Now
Taliban Bars Women From Working In NGOs.
Main
Points:
1. 3 NGOs stop
working in Afghanistan.
2. The
international NGOs cannot reach children, men and women in distress without the
help of women staff.
3. The US
condemned Taliban's step.
4. The UN said
Taliban's step will jeopardise the life of 2.8 crore Afghan children and adults
who depend on humanitarian relief from the UN and national and international
NGOs.
------
By
New Age Islam Staff Writer
26 December
2022

Representational image. | Afghan Refugee
Women Association members hold placards during a protest at Jantar Mantar, in
New Delhi on 16 August 2021. | Photo: ANI
-----
For over a
year, a tug of war was being played within the inner circles of Taliban. The
political leadership based in Kabul was trying to its liberal face to the world
by saying that it was not against female education and that it wants to
guarantee the rights to women enshrined in the Shariah.
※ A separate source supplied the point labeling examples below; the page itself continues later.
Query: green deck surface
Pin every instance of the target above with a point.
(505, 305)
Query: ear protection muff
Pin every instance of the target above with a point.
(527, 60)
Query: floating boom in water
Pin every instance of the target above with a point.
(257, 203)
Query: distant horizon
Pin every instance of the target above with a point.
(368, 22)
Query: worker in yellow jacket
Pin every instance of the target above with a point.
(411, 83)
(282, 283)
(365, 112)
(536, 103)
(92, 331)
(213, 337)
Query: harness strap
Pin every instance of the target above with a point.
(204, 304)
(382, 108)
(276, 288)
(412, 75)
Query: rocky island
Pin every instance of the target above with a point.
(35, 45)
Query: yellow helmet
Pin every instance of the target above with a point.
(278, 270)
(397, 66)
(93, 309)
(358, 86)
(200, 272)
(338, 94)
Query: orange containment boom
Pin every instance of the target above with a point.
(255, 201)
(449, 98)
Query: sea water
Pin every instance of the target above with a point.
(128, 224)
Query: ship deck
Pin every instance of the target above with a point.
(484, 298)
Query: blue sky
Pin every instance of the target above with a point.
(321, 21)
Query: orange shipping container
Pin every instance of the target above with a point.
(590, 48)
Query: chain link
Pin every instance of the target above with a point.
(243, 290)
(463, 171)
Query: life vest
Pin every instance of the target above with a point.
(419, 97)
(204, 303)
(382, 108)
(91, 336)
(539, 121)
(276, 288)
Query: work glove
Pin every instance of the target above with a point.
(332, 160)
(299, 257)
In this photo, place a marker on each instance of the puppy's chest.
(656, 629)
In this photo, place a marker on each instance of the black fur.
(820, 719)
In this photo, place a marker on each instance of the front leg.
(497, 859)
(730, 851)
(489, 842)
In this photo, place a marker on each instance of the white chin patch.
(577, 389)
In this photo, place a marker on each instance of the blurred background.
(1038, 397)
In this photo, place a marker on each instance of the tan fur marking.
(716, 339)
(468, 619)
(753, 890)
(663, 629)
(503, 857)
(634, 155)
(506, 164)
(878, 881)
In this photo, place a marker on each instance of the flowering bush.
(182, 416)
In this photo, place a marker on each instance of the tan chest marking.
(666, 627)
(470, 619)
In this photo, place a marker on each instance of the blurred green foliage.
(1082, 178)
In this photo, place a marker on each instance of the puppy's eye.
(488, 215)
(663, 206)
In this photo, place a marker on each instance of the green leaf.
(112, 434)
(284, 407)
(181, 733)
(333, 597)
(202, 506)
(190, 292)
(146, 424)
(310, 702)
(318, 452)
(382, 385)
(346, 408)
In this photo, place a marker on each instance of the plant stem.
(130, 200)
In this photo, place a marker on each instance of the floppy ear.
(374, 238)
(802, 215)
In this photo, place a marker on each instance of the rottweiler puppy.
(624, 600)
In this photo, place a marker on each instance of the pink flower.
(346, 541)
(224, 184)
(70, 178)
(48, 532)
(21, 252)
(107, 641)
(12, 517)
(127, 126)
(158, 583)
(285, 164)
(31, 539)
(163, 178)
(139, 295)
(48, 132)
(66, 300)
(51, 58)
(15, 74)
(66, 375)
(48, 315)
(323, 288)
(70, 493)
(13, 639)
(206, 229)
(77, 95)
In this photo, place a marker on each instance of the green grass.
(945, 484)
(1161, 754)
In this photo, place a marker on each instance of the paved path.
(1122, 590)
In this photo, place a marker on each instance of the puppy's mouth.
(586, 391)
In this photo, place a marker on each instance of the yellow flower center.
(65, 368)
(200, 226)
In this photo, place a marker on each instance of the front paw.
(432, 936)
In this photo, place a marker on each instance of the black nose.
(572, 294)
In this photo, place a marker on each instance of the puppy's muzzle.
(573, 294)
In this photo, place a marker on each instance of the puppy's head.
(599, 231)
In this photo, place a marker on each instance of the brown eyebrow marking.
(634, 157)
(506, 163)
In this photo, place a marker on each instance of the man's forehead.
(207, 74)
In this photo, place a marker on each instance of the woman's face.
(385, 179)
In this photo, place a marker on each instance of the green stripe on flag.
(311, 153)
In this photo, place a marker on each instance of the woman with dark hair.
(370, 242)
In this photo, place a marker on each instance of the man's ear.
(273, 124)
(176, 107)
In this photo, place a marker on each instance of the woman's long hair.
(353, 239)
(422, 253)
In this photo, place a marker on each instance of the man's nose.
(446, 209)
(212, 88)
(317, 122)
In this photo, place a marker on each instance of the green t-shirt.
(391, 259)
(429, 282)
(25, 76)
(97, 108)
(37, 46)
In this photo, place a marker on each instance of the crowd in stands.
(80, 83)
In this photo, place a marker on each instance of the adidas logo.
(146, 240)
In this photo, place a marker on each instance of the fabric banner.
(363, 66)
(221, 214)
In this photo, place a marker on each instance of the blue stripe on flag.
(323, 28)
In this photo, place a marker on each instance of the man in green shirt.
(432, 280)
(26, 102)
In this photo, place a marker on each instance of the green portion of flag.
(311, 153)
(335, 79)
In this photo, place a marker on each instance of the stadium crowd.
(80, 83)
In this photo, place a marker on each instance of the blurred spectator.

It also opened schools
for girls and allowed girls to study in universities with some conditions.
Previous
Minister for Higher Education, Abdul Baqi Haqqani was comparatively liberal.
But the ideological headquarters of Taliban based in Kandahar was rigid over
women's rights including right to education. They wanted complete isolation of
women from public. And in December, the Kandahar Elders prevailed over the
political leadership of Taliban. First, they banned university education for
girls. Then they banned primary education for girls. Now the girls are left
with madrasa education.
The
educated women have suffered the most because they had been working as
teachers, doctors, clerks, fashion designers, TV anchors, reporters,
journalists and activists. Suddenly, all the avenues of work and livelihood
have been closed for them.
The world
thinks that the Taliban are following the Shariah because they belong to a
religious organisation having ideological affiliations to the Deoband school of
Islamic thought. But it would be wrong to look at them from the religious point
of view.
The Taliban
are not different from the illiterate tribal leaders of the early 20th century.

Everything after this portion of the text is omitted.